What’s Happening?
Many of you are probably wondering where we are with the upcoming release of Kenzy v2.0 so I’ve decided to give a short update on where things stand.
MyCroft’s Demise
As you may be aware, the open source personal assistant known as MyCroft had to shut down earlier this year. The details on why can be found on their blog, but that put us in a rather interesting position with Kenzy. In our original release Kenzy relied on MyCroft’s “padaos” and “padatious” libraries that are the neural network-based intent parsers that were central to rationalizing incoming voice commands and translating them into actions. In addition, there were plans to switch from the robotic festival vox voice to MyCroft’s Mimic 3 which allows for around 500 different voices that sound pretty good in my opinion.

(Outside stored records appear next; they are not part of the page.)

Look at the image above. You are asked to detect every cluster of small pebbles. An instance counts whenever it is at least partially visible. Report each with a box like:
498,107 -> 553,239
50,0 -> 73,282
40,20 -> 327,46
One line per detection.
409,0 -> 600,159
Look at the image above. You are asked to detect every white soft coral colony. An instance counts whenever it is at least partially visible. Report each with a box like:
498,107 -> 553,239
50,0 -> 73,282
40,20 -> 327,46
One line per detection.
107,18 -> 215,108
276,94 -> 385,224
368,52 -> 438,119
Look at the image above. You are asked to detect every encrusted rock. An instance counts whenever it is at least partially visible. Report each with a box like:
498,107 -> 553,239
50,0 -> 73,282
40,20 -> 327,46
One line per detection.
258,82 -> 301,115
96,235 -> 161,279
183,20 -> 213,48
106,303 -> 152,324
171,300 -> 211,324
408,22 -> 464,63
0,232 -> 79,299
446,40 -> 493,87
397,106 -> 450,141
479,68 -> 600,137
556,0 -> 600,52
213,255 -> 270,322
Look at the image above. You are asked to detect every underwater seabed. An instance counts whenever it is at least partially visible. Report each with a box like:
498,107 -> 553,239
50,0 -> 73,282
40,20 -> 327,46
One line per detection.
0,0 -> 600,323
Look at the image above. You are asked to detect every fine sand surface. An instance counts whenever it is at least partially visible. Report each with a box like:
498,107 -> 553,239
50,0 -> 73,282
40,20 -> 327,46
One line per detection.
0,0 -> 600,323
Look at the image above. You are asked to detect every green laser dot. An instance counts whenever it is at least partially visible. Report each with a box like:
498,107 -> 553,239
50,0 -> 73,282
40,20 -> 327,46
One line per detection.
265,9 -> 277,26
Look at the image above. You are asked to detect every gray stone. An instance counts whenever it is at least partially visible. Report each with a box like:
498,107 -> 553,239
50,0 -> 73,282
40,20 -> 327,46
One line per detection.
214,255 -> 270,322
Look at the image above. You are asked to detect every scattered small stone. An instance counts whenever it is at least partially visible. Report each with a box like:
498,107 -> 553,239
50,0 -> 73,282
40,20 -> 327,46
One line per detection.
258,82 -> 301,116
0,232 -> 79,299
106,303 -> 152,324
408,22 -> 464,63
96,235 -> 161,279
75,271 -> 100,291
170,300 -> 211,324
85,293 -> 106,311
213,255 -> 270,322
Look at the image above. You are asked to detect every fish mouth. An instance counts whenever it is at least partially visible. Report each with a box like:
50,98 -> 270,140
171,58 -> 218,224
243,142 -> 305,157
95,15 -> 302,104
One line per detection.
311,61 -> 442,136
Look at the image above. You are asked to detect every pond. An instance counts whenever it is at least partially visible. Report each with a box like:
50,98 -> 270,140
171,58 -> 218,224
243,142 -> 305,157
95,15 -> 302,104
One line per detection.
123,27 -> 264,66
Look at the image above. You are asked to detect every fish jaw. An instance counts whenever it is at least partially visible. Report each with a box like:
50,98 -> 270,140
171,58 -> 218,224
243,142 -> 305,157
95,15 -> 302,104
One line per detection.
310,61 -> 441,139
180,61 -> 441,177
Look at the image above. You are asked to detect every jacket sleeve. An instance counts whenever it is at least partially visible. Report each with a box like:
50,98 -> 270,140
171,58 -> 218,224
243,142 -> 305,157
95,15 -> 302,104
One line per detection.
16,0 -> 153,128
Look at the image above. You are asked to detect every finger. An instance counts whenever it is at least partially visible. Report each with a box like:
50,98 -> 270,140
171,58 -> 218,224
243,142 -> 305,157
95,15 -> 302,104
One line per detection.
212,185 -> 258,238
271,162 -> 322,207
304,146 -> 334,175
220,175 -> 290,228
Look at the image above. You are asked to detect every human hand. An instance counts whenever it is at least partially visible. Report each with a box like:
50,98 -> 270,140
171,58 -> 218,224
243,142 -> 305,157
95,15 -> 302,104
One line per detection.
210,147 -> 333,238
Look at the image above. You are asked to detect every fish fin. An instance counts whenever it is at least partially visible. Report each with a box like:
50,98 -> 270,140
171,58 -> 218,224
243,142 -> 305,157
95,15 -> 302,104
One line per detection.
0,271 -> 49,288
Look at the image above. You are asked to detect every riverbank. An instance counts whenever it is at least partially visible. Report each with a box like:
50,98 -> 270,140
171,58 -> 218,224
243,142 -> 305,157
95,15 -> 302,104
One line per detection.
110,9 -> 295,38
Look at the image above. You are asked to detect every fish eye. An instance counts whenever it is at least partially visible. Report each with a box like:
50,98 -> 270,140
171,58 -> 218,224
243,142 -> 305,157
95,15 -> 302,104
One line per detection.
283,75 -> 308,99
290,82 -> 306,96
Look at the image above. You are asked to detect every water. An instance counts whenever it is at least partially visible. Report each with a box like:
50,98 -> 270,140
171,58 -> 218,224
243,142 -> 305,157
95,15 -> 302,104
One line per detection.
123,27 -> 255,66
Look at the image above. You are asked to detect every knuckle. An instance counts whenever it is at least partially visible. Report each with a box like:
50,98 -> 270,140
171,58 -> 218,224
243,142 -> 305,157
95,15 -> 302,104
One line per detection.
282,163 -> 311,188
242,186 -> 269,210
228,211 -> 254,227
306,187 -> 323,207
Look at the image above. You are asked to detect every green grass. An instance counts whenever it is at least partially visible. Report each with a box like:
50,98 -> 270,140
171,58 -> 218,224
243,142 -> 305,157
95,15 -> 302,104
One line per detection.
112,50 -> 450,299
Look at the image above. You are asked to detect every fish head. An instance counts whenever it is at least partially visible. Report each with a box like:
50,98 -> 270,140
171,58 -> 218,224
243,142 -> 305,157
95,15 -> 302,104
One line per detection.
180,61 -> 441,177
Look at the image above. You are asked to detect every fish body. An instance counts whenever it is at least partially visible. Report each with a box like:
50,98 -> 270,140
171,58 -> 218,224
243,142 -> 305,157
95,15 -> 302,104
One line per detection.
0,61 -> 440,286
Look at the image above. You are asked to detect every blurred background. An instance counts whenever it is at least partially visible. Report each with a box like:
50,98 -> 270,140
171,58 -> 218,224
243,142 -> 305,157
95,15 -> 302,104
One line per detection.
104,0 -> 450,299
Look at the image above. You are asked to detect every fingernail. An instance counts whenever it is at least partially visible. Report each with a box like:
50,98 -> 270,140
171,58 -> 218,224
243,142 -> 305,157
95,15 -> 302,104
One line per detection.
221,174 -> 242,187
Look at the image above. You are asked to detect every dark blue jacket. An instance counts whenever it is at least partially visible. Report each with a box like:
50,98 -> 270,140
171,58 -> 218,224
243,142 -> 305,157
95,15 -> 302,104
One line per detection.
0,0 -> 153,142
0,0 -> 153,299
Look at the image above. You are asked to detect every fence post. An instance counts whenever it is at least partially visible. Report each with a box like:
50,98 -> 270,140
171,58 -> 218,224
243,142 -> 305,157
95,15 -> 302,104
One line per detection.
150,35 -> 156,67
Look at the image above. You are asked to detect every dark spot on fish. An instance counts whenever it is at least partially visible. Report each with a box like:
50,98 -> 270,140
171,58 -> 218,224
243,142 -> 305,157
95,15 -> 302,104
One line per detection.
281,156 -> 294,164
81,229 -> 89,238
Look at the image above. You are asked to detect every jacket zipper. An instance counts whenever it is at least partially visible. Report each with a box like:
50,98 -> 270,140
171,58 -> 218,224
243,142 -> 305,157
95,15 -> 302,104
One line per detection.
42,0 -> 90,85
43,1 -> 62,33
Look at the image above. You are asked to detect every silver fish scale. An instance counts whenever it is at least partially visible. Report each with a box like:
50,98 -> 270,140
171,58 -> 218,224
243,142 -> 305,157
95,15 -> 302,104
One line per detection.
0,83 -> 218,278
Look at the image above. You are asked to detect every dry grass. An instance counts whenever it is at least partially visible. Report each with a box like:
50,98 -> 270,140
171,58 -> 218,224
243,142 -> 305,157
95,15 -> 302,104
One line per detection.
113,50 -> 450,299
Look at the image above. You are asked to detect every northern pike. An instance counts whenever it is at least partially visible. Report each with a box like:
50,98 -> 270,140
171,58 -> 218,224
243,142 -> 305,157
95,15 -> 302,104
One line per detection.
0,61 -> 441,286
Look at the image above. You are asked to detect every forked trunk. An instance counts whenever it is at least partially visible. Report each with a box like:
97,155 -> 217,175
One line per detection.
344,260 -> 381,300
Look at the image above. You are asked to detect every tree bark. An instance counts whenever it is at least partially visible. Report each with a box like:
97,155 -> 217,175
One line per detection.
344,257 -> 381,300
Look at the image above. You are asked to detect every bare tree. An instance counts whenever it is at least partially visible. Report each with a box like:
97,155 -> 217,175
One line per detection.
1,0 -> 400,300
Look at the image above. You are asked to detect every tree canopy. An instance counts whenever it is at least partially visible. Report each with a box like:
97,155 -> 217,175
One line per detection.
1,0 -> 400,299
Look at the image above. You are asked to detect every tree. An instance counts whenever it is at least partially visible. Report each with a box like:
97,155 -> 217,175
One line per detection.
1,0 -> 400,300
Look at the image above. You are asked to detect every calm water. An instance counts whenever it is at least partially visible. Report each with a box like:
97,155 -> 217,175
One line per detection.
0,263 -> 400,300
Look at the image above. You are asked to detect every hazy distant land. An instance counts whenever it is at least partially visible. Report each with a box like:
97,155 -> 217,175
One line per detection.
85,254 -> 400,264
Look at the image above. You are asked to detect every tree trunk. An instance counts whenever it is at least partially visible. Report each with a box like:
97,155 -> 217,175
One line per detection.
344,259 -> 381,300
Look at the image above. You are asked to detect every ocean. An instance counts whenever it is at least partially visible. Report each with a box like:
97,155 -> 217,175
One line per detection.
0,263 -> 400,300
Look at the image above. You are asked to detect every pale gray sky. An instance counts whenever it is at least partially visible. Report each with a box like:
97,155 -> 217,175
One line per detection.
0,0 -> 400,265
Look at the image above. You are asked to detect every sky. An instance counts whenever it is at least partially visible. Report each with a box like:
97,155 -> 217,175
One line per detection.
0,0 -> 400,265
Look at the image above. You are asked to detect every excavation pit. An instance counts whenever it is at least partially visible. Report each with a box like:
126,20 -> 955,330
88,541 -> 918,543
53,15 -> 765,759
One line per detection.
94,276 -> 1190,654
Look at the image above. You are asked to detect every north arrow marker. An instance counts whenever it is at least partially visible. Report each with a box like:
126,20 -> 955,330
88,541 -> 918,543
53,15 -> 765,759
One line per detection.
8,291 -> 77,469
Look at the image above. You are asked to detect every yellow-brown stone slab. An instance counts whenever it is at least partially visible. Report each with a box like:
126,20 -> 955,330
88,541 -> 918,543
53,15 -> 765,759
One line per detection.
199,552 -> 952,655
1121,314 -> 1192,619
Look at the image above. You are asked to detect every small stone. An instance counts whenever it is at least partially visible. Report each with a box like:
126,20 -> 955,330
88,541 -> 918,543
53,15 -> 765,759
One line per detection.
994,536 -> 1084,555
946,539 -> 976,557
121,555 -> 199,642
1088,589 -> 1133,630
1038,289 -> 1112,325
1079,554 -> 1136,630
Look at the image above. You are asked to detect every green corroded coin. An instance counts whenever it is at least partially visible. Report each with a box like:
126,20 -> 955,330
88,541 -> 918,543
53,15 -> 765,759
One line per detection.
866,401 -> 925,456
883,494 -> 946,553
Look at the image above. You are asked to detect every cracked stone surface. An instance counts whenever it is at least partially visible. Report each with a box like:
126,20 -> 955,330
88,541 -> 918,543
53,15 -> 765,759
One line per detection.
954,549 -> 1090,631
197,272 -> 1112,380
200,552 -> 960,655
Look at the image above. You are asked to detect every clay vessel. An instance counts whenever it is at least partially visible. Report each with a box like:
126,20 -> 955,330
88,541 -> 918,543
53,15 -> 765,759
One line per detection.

Well, like most good things, MyCroft has come to an end. In order to push Kenzy forward I’ve decided to fork the pados and padatious libraries from MyCroft and continue to support them for compatibility and upgrades. Who knows, they may even get some new features along the way.
Problem #1: Solved
Coqui’s Re-focus
Kenzy 1.0 originally used Mozilla DeepSpeech as its speech-to-text transcription model. DeepSpeech has been dead now for a while and move of the developers moved over to Coqui where they had built out a model zoo for speech-to-text which was almost a drop-in replacement for DeepSpeech.
Late last year Coqui decided to take a different direction and focus their efforts on text-to-speech instead of speech-to-text and in doing so they stopped developing their models. Ugh and double ugh.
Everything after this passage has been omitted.